Dawn Roberts, director of the state division of elections, sent a reminder last month to county elections supervisors about the poll watcher law.

The Sept. 29 memo suggested elections supervisors designate an area in each precinct for poll watchers to sit or stand to watch the check-in process. It said local officials also need to determine how to handle written challenges while other voters wait.

Democratic lawyers contend the memo was meant to encourage elections officials to go out of their way to accommodate poll watchers' challenges of would-be voters.

State law says poll watcher challenges must be addressed on-site by election workers before a citizen is given or denied a ballot. In many cases it will require calls to election headquarters to double-check voter registration or asking the citizen to sign another affidavit. If the challenge can't be resolved, the would-be voter may cast a provisional ballot and the county canvassing board would decide later if the citizen is qualified.

Multiple challenges could quickly clog voting precincts.

"The secretary of state's memo acts as a road map to challenge voters on Election Day," said Mitchell Berger, a Fort Lauderdale lawyer who was a key member of Vice President Al Gore's 2000 legal team and is general counsel for John Kerry's legal team. "It's not a road map that ensures that a citizen interested in coming to the polls and voting will have the opportunity to exercise that franchise."

Among Berger's concerns: Polling places will come to a virtual standstill if Republican poll watchers challenge voters by comparing would-be voters' names to the state's controversial and since-discarded list of suspected felon voters. Or they might aggressively challenge any voter who shows up without a photo identification.

Berger said those tactics could intimidate voters, which is a felony.

A spokeswoman for Secretary of State Glenda Hood defended the memo and said there was no need to repeat what every supervisor already knows about voters' rights.

"They are reading into it things that really aren't there," Alia Faraj said. "Supervisors know no one should interfere with a person's right to vote on that day. They know their jobs, and they do it well."

Poll watchers' right to challenge a person's qualifications to vote has been a part of Florida elections since at least 1895.

"This goes back to when poll watchers knew who people were in their precincts and elections workers may not have," said John French, a Tallahassee elections law expert and one-time Florida Democratic Party executive director.

In modern times, poll watchers have been largely passive. They have helped political parties or candidates monitor voter turnout at key precincts so that last-minute, get-out-the-vote efforts can be targeted.

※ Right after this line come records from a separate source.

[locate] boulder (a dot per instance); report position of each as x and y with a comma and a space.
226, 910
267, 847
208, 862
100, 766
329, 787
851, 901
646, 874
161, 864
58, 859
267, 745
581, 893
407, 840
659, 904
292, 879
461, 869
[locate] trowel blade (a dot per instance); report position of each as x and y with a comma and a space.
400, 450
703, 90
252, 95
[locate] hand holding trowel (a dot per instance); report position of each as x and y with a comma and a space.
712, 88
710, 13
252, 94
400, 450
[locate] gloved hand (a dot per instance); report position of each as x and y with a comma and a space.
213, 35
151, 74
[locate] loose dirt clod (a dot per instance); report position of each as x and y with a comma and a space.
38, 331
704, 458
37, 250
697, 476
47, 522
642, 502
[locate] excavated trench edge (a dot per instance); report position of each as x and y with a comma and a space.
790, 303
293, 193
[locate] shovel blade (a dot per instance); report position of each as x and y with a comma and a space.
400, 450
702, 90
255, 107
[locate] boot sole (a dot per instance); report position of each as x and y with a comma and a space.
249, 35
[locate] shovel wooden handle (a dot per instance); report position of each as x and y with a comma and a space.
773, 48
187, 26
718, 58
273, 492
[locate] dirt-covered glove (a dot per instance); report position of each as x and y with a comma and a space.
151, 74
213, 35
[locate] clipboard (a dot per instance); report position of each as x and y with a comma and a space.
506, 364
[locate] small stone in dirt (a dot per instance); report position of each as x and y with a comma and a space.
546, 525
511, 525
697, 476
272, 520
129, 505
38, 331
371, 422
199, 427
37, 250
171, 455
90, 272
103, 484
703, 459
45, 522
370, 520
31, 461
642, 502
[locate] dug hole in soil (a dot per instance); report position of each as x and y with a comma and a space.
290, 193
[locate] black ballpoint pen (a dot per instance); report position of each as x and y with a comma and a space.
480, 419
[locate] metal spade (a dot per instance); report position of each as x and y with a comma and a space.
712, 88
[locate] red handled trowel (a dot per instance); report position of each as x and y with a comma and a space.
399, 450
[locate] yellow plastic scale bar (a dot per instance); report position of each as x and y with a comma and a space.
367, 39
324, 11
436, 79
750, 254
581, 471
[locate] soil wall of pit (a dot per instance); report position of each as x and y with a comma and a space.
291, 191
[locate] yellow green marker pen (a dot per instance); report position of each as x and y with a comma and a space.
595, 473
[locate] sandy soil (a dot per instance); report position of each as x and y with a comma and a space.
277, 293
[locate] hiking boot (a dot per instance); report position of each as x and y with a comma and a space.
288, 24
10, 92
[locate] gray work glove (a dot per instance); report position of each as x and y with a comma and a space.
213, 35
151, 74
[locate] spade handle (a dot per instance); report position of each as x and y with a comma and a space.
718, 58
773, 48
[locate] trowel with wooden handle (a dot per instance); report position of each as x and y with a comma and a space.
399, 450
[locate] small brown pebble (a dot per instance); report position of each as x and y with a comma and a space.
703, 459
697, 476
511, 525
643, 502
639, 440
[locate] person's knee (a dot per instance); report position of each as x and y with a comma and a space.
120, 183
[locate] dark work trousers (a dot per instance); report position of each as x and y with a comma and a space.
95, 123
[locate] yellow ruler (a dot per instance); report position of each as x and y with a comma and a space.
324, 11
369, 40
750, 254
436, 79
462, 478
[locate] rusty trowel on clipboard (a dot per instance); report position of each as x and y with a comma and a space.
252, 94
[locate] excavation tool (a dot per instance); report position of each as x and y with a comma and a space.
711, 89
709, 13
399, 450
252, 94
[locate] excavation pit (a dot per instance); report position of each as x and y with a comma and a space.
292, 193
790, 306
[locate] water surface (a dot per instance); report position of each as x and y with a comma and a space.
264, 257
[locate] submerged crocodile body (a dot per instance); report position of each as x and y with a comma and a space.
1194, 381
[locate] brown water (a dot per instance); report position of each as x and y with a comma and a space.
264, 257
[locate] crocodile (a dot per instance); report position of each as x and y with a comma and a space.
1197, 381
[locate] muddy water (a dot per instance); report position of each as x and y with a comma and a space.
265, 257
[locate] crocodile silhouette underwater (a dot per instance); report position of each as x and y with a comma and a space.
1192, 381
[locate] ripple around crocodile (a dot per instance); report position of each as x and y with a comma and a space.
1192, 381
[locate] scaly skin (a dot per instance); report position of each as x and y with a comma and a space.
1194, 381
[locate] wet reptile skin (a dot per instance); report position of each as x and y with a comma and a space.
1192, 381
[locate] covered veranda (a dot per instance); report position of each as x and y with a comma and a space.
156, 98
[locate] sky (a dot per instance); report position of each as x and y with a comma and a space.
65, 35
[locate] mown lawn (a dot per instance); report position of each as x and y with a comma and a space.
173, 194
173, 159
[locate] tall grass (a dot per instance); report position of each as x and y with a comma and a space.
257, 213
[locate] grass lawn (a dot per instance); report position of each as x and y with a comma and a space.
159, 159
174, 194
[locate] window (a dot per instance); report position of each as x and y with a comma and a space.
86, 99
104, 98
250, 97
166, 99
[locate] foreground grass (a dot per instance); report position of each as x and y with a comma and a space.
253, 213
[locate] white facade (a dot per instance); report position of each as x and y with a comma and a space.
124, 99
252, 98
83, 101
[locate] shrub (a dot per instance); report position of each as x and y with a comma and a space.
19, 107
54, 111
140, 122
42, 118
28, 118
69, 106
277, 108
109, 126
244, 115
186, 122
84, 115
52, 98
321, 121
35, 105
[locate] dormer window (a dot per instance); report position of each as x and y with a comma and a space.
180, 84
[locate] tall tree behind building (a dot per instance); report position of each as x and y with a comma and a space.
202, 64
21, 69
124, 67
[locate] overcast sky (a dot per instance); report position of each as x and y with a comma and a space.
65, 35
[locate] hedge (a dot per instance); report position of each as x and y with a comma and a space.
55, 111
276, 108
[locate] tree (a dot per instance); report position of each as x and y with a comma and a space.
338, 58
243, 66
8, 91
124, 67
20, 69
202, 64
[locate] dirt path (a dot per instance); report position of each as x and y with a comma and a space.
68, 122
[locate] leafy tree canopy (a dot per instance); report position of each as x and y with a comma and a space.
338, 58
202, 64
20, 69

It is unlikely most voters will see a gantlet of poll watchers at their precinct. In Hillsborough County, for example, applications could double and still there would be just one poll watcher at most of the county's 359 precincts.

Broward County Deputy Elections Supervisor Gisela Salas, a 16-year-veteran of South Florida elections, can't remember when a poll watcher has challenged a voter's qualifications. "I'd have to say it is pretty unusual," Salas said last week. "But then there's never been the kind of talk of it like there is right now."